Winston-Salem State University will partner with the Association of American Colleges and Universities and three other institutions on a three-year project to develop best practices for faculty-led curriculum changes. The goal of the initiative is to develop a scalable model to engage faculty and revise curriculum in a manner that makes attaining a degree more efficient for students and improves graduation rates.
The project, “Purposeful Pathways: Faculty Planning for Curricular Coherence,” is funded through a $300,000 grant from the Teagle Foundation.
Last year, WSSU along with Community College of Philadelphia, the University of Houston-Downtown, and the University of Nevada, Las Vegas, received a planning grant from the Teagle Foundation to design action plans around priorities unique to their campuses.
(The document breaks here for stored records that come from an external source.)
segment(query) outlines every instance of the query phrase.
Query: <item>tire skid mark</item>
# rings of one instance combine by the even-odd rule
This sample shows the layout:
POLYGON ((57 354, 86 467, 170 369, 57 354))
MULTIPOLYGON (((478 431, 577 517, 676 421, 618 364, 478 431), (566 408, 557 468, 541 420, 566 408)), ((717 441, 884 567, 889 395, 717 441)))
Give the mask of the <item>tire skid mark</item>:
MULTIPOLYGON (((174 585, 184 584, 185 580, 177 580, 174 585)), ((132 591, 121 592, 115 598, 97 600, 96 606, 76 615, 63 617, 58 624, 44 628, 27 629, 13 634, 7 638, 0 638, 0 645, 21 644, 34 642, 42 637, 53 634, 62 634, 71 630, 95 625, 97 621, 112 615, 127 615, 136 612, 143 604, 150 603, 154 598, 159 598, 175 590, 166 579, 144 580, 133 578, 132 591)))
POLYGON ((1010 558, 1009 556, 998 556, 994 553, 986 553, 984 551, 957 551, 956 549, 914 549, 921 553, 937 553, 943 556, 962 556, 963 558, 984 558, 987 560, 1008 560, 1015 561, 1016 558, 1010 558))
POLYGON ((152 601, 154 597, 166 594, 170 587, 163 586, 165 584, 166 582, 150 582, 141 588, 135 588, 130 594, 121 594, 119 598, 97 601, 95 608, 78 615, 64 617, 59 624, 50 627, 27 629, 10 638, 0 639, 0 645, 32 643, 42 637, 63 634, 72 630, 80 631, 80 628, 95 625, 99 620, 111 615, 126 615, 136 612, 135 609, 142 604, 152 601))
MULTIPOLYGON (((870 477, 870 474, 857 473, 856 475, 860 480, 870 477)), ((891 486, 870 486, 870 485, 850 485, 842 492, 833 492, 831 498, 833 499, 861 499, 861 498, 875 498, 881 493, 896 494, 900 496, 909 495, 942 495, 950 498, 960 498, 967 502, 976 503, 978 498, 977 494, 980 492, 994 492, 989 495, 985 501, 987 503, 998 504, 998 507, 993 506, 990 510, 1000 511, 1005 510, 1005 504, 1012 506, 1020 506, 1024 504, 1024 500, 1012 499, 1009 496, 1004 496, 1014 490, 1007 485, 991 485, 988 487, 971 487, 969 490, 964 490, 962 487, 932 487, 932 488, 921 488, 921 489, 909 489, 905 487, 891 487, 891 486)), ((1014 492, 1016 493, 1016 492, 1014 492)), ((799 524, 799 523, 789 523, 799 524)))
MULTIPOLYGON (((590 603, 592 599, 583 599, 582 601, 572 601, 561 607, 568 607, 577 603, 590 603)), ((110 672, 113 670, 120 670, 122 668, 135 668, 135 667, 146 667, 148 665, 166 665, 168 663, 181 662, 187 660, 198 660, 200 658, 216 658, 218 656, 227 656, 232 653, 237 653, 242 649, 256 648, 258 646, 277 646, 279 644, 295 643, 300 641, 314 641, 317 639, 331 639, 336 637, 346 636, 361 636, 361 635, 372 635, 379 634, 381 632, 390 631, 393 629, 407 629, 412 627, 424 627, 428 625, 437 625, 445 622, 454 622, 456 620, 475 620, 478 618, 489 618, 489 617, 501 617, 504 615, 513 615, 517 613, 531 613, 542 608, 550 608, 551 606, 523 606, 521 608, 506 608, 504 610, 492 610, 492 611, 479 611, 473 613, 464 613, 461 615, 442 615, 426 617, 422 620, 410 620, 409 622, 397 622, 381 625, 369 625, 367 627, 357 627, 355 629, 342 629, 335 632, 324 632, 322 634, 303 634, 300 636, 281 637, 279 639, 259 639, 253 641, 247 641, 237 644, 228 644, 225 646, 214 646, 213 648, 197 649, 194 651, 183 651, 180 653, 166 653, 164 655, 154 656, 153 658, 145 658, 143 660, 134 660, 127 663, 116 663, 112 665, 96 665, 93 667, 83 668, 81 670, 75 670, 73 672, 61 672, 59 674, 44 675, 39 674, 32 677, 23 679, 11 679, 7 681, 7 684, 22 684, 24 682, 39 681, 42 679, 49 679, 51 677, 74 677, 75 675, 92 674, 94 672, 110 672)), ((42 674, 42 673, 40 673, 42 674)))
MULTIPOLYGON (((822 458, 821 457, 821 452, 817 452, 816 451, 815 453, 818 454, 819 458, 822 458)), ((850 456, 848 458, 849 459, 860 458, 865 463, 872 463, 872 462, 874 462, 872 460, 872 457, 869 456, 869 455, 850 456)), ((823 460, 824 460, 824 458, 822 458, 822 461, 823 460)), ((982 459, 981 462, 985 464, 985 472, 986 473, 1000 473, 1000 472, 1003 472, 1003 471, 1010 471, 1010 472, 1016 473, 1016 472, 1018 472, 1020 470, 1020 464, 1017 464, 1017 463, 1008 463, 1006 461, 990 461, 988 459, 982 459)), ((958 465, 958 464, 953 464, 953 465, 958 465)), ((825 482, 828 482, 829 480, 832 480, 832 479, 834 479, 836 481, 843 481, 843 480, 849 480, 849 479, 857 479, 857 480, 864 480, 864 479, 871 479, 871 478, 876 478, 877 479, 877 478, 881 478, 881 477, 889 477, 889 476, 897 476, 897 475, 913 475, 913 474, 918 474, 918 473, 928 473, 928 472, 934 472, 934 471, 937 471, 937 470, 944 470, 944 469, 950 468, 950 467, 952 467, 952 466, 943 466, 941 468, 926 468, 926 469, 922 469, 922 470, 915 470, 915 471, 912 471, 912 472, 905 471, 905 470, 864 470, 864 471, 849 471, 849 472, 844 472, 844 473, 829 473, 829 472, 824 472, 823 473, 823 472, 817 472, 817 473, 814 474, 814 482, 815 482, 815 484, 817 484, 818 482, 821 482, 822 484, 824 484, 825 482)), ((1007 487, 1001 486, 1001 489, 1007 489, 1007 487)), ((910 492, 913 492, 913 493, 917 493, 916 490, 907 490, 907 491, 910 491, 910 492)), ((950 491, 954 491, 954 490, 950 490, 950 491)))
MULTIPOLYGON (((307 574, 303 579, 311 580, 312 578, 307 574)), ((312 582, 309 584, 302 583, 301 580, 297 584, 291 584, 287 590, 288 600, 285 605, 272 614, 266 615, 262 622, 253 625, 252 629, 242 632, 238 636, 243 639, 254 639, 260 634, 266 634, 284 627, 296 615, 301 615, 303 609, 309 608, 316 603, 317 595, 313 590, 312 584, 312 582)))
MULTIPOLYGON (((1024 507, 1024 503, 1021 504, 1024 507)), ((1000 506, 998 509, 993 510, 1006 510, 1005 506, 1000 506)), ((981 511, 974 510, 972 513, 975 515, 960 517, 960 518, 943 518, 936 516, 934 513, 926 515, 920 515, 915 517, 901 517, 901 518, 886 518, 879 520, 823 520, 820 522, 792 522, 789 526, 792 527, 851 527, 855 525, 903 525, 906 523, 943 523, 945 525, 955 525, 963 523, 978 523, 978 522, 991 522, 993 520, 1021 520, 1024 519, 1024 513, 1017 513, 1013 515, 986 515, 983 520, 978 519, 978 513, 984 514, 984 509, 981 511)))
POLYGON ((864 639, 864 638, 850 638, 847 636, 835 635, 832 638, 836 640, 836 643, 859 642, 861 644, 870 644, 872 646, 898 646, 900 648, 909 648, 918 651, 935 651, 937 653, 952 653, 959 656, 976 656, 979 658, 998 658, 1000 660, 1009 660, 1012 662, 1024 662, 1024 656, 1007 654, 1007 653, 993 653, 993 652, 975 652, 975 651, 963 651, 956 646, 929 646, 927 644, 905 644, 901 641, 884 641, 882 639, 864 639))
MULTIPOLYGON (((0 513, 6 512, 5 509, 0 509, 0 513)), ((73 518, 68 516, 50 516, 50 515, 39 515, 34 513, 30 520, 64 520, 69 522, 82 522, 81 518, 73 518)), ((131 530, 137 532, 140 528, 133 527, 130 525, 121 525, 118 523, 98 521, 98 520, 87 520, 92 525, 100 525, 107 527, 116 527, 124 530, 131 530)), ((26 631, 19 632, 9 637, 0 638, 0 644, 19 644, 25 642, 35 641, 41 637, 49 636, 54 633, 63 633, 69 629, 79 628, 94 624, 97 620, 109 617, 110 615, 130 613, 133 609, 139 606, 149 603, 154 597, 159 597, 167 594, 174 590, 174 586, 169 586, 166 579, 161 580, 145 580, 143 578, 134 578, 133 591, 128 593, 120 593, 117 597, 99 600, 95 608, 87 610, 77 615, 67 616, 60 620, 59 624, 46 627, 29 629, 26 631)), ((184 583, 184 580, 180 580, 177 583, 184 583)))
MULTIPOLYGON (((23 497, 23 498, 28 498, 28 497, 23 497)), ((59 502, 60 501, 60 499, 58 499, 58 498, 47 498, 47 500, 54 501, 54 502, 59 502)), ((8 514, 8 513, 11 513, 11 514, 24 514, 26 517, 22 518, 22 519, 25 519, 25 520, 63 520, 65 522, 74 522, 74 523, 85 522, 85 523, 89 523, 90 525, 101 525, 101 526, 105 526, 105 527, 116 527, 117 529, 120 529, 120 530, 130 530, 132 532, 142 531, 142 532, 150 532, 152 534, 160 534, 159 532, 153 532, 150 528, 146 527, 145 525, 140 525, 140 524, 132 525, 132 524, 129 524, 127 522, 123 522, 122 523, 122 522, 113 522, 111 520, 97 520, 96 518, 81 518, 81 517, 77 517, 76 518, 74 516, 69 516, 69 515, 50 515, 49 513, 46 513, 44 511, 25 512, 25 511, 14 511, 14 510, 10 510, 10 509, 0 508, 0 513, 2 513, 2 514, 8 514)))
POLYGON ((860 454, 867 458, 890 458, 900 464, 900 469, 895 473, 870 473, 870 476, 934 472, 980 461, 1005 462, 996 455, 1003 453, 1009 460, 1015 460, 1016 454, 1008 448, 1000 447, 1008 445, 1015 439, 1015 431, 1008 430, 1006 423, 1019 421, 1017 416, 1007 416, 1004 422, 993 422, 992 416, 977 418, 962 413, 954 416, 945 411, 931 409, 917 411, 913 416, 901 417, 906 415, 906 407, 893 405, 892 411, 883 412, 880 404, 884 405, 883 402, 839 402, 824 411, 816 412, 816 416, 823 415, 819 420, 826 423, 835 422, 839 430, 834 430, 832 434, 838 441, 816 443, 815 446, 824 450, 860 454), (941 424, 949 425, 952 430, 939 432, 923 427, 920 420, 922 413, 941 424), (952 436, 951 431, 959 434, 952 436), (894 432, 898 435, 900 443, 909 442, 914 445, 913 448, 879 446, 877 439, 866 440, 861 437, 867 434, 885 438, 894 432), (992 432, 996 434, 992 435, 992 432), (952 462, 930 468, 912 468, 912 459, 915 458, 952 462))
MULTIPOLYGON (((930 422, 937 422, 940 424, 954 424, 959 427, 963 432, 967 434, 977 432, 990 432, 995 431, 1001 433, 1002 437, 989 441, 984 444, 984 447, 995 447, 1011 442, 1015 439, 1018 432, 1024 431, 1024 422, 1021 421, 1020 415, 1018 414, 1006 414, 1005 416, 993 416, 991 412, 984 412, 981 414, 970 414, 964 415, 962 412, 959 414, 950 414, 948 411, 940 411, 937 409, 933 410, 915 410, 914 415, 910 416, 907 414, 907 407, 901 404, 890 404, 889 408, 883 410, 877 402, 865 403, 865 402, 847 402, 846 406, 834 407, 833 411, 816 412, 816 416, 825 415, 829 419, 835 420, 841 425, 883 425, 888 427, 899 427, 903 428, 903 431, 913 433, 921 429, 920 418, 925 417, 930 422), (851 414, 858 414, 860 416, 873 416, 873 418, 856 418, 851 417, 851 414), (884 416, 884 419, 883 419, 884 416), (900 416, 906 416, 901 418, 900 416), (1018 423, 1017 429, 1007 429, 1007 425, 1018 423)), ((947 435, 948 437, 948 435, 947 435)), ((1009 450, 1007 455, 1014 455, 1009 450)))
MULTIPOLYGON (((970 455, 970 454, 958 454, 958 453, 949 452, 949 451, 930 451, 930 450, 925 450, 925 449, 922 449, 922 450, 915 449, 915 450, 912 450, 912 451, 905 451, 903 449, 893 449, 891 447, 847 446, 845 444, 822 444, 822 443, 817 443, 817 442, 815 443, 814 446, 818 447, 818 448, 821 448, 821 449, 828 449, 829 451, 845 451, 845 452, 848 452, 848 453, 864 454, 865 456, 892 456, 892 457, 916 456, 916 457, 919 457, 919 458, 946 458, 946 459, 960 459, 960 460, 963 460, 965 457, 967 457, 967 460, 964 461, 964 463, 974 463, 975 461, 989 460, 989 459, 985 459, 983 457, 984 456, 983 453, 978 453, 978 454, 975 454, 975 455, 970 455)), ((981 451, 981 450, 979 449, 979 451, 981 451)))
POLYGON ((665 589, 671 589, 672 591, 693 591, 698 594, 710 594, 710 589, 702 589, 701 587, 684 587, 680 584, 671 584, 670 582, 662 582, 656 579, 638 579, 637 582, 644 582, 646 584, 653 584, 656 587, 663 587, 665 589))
Project teams analyzed the departments and faculty they would engage and identified performance metrics to measure the impact of their action plans.
With the new grant, AAC&U will guide teams through the implementation of their action plans and help them better understand how to bring high-impact practices across their universities and measure student success.
“We are excited to have the opportunity to build upon our work and expand this project,” said Carolynn Berry, associate provost at WSSU. “Improving curricular coherence is a key part of our strategic plan. We are committed to providing our students purposeful pathways that guide them to higher learning and practical knowledge through curricula that engages them in high-impact practices.”
Participating in the three-year project will allow WSSU to expand its efforts across all academic departments and to better engage faculty in the process of refining curriculum, Berry said. At the conclusion of the project, participants will share best practices and provide a model for other universities to follow.